Alice sends the hash of her file, $h(file)$ to Bob. Bob checks if the hash of his file is the same as Alice's.

Now Alice only sends a constant number of bytes, not the whole file, and Bob can't recreate the file from Alice's message.

Problems:

  • Alice still trusts Bob to do the comparison
  • If Bob wants to convince Carol that they share the same file, he can lie, and just pass along the hash he got from Alice

How could we solve Alice trusting Bob?

Alice and Bob independently select random hashes (not the same hash). Alice sends Bob the hash of her message, and what the hash is, Bob does likewise with his hash.

Alice now no longer has to trust that Bob tells her something honestly, but...

Bob could still be passing along a hash he got from someone else (and so could Alice). There's also added communication complexity here for Alice and Bob to describe their hash.

an actual solution, using random hashes

Alice needs to randomly select a hash function, $h$, from some family $\mathcal H$. Alice will send:

  • $h$
  • $h(file_{alice})$ Bob will check:
  • $h(f_a) == h(f_b)$ ? False -> Bob's file is different from Alice's, output NOT-EQUAL. True: do the other thing.

This can be repeated in the opposite direction as with the prior protocol to convince Alice that Bob has the same file.

Note that if Alice and Bob share a trusted source of randomness, all is well and good BUT AGAIN, Bob might have sent Alice a hash that he got from someone else (bad), so each party would have to prove that they did in fact choose a random hash, or else, add an initial step to challenge the other party to use a particular hash function.

What analysis do we do?

We want to show things. What things matter to show, when talking about VC's?

  • Completeness
  • Soundness
  • Communication cost

Completeness follows naturally, as it usually will. If Bob does honest stuff, Alice will be convinced.

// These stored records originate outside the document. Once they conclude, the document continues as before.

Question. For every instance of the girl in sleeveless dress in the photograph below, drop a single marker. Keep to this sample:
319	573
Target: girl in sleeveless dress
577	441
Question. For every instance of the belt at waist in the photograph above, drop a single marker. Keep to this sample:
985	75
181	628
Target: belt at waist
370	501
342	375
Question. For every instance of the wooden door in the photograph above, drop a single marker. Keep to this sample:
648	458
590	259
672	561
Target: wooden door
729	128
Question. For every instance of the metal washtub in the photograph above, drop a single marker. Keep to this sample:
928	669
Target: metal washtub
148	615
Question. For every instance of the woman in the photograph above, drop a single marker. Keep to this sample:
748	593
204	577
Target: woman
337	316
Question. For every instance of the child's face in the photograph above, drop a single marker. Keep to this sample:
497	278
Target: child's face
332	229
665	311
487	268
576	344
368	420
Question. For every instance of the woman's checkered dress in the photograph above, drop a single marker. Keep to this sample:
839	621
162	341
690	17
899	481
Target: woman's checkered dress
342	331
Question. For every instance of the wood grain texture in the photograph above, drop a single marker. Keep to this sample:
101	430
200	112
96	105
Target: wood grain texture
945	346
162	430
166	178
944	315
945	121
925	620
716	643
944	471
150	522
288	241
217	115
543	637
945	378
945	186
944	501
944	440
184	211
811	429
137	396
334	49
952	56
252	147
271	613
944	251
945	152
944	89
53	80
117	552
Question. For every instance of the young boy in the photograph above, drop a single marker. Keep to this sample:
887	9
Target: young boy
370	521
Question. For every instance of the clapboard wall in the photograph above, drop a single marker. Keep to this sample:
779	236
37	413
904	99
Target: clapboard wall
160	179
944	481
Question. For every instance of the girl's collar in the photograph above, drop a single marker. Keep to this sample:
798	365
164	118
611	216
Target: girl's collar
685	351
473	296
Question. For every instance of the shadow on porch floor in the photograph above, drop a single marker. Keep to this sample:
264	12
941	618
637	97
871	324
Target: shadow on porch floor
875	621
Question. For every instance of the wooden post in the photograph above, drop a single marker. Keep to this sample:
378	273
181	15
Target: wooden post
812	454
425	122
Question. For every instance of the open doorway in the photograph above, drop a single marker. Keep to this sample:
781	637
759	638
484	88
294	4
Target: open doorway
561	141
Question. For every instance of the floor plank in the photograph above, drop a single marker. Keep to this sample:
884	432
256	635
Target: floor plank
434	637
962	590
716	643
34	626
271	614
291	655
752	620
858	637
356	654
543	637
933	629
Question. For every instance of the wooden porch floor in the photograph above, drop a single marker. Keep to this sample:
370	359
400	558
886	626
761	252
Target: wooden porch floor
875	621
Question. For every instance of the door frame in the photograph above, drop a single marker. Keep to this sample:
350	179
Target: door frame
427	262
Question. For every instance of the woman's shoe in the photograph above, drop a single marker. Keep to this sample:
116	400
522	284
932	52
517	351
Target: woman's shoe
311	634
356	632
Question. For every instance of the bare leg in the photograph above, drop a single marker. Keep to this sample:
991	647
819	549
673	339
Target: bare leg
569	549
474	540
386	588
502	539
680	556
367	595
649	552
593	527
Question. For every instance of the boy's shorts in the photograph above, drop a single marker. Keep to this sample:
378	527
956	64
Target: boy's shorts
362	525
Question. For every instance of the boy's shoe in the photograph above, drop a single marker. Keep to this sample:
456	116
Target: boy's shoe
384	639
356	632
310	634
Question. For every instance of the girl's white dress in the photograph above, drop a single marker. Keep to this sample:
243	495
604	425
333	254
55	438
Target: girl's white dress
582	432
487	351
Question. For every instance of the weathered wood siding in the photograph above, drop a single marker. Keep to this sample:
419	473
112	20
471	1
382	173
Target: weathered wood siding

Soundness: The book chooses a particular class of hash function, but the problem reduces to: How likely is it that Bob can guess a hash collision with Alice's input?

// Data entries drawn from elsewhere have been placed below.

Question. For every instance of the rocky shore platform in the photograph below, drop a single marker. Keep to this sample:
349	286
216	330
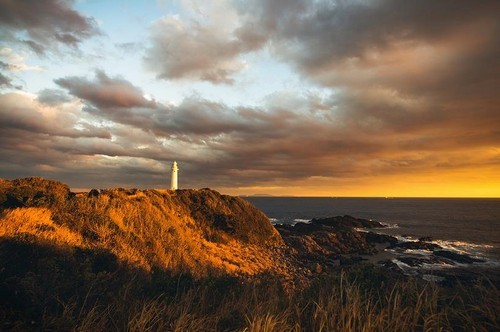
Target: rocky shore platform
326	244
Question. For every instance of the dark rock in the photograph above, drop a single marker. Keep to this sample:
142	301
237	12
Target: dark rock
416	245
459	258
380	238
347	222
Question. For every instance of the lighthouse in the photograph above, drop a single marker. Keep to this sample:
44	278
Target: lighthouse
173	181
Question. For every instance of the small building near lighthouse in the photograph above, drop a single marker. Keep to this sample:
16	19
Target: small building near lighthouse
174	177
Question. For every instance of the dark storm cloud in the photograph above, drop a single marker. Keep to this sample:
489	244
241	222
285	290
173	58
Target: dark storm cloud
408	87
21	114
46	22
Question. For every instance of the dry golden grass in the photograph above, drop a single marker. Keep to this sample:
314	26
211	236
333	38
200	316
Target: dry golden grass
38	222
147	229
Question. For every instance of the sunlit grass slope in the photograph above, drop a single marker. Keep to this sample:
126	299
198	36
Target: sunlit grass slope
200	232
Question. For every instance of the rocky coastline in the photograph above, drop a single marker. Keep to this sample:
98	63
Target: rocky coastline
326	244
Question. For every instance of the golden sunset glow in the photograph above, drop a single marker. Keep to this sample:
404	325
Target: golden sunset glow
323	98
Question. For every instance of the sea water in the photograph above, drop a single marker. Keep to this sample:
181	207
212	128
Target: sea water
465	225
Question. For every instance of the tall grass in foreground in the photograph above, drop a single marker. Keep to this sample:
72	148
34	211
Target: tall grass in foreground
335	304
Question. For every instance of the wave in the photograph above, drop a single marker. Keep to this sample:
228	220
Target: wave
462	247
388	225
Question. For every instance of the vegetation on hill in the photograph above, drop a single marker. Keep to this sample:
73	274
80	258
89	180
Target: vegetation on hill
200	232
193	260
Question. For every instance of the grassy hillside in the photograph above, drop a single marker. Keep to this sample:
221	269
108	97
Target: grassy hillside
199	232
193	260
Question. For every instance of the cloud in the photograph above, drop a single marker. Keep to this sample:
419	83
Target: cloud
47	23
21	114
105	91
406	89
205	46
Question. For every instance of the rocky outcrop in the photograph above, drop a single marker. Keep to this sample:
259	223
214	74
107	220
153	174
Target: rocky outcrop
323	240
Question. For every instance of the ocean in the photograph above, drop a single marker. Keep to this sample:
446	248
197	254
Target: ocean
466	225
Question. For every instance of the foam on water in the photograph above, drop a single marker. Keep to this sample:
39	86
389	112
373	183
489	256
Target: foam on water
388	225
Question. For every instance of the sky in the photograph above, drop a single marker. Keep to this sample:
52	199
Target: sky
279	97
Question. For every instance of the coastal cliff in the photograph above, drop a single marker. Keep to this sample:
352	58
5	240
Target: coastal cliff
200	232
196	260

So choose a hash function with a sufficiently large digest, and the probability will be low.

Communication cost Alice sends a hash function and a hash function evaluation. If these are elements in some field $\mathbb F_p$, then the cost is however many field elements the hash takes to represent, and one element for the output. The book gives a hash function that takes only one field element to represent, so the total cost is 2 field elements.

Emphasis Aside

Brief note: The above checks are the most important thing to internalize about this chapter. We check an algorithm's effectiveness by checking how well it posseses desireable properties, which in this case were soundness, completeness, and communication cost.

Freivald's Algorithm

Given 2 $n \times n$ matrices, A and B, over $\mathbb F_p$, we want a Prover to compute the product, C=AB (naively O(n^3) time, most efficiently O(n^2.4) time),. We want the Verifier to be able to check the product quickly (less than O(n^2.4) time, in this case, O(n^2) time).

How do?

  1. Verifier says, "hey prover, what's AB?"
  2. Prover says, "C"
  3. Verifer randomly selects r, calculates a vector: $x=(r,r^2..,r^n)$ Checks that:

$$Cx== (AB)x$$

If Prover computed C correctly, Noting that the product of the vector and a matrix is an O(n^2) operation.

$(AB)x = A(Bx) = Cx$ is therefore relatively efficient to compute.

What do we need to check?

Soundness, Completeness, Communication Cost, cost to compute.

Completeness was just shown.

Cost to compute: described above, the Prover makes no modification to computing C, and may compute in any way. The Verifier runs two O(n^2) checks, which is a plausible improvement over one O(n^(2.4)) evaluation.

Soundness What's the probability that a cheating prover gets lucky? Eg, suppose some row, $i$ of $C'\ne C$, but the rest is identical. Express this row $c'_i, c_i$. We want to find the probability:

$$Pr(c'_i*x = c_i *x)$$

Optimistically, this probability is $1/p$. Pessimistically, this could be as great as $n/p$, where recall that n is the length of the vector, which can be shown by applying Fact 2.1. $c_ix=c'_ix$ will hold for n choices of $r$, therefore there will be at most $n$ collisions; therefore the probability is at most $n/p$.

Communication complexity The Verifier sends 2 n x n matrices, so $2n^2$ elements. The Prover sends back 1 n x n matrix, so $n$ elements.